Confidential Computing on NVIDIA H100 GPUs for Secure and Trustworthy AI

Hardware virtualization is an effective way to isolate workloads in virtual machines (VMs) from the physical hardware and from each other. This offers improved…

Hardware virtualization is an effective way to isolate workloads in virtual machines (VMs) from the physical hardware and from each other. This offers improved security, particularly in a multi-tenant environment. Yet, security risks such as in-band attacks, side-channel attacks, and physical attacks can still happen, compromising the confidentiality, integrity, or availability of your data and applications.

Until recently, protecting data was limited to data-in-motion, such as moving a payload across the Internet, and data-at-rest, such as encryption of storage media. Data-in-use, however, remained vulnerable.

NVIDIA Confidential Computing offers a solution for securely processing data and code in use, preventing unauthorized users from both access and modification. When running AI training or inference, the data and the code must be protected. Often the input data includes personally identifiable information (PII) or enterprise secrets, and the trained model is highly valuable intellectual property (IP). Confidential computing is the ideal solution to protect both AI models and data.

NVIDIA is at the forefront of confidential computing, collaborating with CPU partners, cloud providers, and independent software vendors (ISVs) to ensure that the change from traditional, accelerated workloads to confidential, accelerated workloads will be smooth and transparent.

The NVIDIA H100 Tensor Core GPU is the first ever GPU to introduce support for confidential computing. It can be used in virtualized environments, either with traditional VMs or in Kubernetes deployments, using Kata to launch confidential containers in microVMs.

This post focuses on the traditional virtualization workflow with confidential computing.

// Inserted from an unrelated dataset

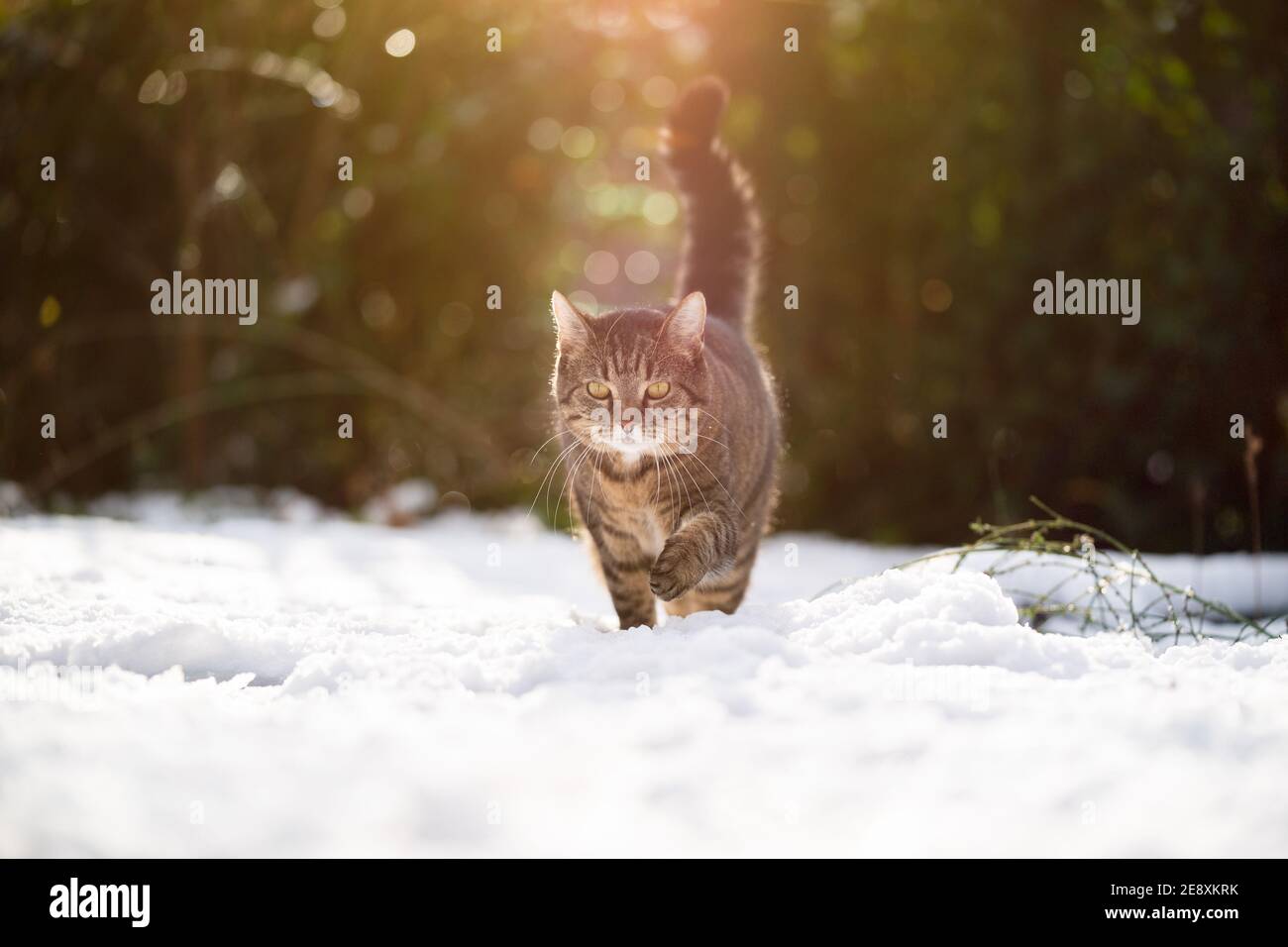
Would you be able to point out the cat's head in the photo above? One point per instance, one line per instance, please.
(631, 381)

NVIDIA Confidential Computing using hardware virtualization

Confidential computing is the protection of data in use by performing computation in a hardware-based, attested trusted execution environment (TEE), per the Confidential Computing Consortium.

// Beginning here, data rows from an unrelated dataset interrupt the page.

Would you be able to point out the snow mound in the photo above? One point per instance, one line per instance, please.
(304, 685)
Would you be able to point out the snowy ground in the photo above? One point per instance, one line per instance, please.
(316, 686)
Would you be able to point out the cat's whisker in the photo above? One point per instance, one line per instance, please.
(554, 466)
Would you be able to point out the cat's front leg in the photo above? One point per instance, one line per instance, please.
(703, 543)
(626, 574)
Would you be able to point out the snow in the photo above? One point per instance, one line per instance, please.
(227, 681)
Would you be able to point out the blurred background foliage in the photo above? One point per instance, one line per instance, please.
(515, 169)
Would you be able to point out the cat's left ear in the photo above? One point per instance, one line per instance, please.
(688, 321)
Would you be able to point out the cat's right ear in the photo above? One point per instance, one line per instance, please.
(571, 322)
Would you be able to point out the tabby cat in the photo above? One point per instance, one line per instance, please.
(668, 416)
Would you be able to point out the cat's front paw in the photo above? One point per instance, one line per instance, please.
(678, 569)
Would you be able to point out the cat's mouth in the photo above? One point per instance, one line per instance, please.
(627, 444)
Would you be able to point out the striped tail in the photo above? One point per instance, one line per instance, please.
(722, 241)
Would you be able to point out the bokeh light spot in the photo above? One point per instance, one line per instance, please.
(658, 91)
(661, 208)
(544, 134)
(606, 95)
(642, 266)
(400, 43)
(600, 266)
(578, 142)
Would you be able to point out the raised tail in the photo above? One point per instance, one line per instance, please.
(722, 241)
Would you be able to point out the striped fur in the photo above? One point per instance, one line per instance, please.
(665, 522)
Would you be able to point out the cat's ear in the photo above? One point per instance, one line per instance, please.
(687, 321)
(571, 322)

The NVIDIA H100 GPU meets this definition as its TEE is anchored in an on-die hardware root of trust (RoT). When it boots in CC-On mode, the GPU enables hardware protections for code and data. A chain of trust is established through the following:

A GPU boot sequence, with a secure and measured boot
A security protocols and data models (SPDM) session to securely connect to the driver in a CPU TEE
The generation of a cryptographically signed set of measurements called an attestation report.

The user of the confidential computing environment can check the attestation report and only proceed if it is valid and correct.

Secure AI across hardware, firmware, and software

NVIDIA continues to improve the security and integrity of its GPUs in each generation. Since the NVIDIA Volta V100 Tensor Core GPU, NVIDIA has provided AES authentication on the firmware that runs on the device. This authentication ensures that you can trust that the bootup firmware was neither corrupted nor tampered with.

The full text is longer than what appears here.